The progression of transformed club cells into AEC2-like states may account for the increased latency of tumor formation from club cells compared to tumors from AEC2 cells. The accessible chromatin states of club cell-derived tumors at 22 weeks resembled those of AEC2-derived lesions at 4 weeks. Late stage, aggressive, poorly differentiated club cell-derived tumors in KrasLSL-G12D/+; Trp53f/f mice with p53 loss gain the expression of a developmental master regulator, HMGA2, and lose the lung lineage marker, NKX2.1 (Sutherland et al., 2014), analogous to AEC2-derived poorly differentiated adenocarcinomas (Winslow et al., 2011). These observations raise the question whether tumor progression from club and AEC2 cells converge upon a common cell population that ultimately gives rise to a poorly differentiated adenocarcinoma or if tumors from the two lineages progress in parallel and maintain a semblance of their cell of origin identity (Figure 1B). If the former is true, then poorly differentiated adenocarcinomas from the two lineages may share common behaviors and therapeutic vulnerabilities. If the latter is true, then tumors from the two lineages would have divergent behaviors and therapeutic vulnerabilities. Most likely, the reality will be more complex than the binary paths hypothesized here. scATAC-seq and scRNA-seq at different time points from club cell and AEC2 cell-derived hyperplasia to poorly differentiated tumors may resolve this issue analogous to recent studies performed in KrasLSL-G12D/+ and KrasLSL-G12D/+;Trp53f/f mice treated with adenovirus-expressing Cre recombinase (LaFave et al., 2020; Marjanovic et al., 2020). Consistent with the trends of this study, regions of accessible chromatin regions with FOSL1 motifs were highest in late-stage and metastatic tumors (LaFave et al., 2020). These studies identified a highly plastic cell population (HPCS) from which other cell states were derived to increase intratumoral heterogeneity. The HPCS population most likely were derived from AEC2 cells, as AEC2 cells are the dominant cell of origin in this model (Sutherland et al., 2014), although a club cell origin cannot be excluded.
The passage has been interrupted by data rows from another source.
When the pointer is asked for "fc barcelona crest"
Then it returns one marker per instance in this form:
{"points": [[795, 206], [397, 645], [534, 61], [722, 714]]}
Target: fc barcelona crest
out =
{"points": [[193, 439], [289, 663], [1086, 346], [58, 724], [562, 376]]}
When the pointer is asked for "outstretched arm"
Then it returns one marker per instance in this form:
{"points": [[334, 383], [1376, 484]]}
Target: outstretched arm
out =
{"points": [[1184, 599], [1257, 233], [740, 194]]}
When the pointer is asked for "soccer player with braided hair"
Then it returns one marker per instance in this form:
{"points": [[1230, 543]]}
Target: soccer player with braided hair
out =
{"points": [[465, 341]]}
The ultimate validation of the importance of the findings by Murthy and colleagues will come when they lead to clinical benefits. Thus, a series of clinically relevant questions arise. Does transformation by other oncogenic drivers depend on the same mechanisms as reported here for mutant KRAS? Does the cell of origin influence metastatic behavior, treatment, prevention vulnerabilities, mechanisms of immune escape, or gender/racial susceptibilities? Can lung cancers be categorized by cell of origin along with histology? This study provides new therapeutic directions including the development of AP-1 complex inhibitors. Can AP-1 complex antagonists prevent recurrence after surgery or definitive radiation of early-stage mutant KRAS LUAD? Do AP-1 inhibitors have utility for AEC2 cell-derived atypical alveolar hyperplasia or adenocarcinoma in situ that often present as multifocal disease with poor response to chemotherapy? Can Notch pathway antagonists be utilized for early-stage mutant KRAS papillary tumors derived from club cells? The results of recent single cell sequencing studies (LaFave et al., 2020; Marjanovic et al., 2020) corroborate the low complexity of cell populations within preneoplastic and early neoplastic lesions identified in this study, in contrast to more complex cell populations in advanced cancers. These observations further reinforce what we already know–the greatest opportunity to cure lung cancer is still in its early stages.

Footnotes

DECLARATION OF INTERESTS

J.K. is on the Scientific Advisory Board for Sanofi Genzyme and had consulted for COTA, Inc. J.D.M. receives licensing fees from the National Institutes of Health and University of Texas Southwestern for distribution of human tumor and normal cell lines.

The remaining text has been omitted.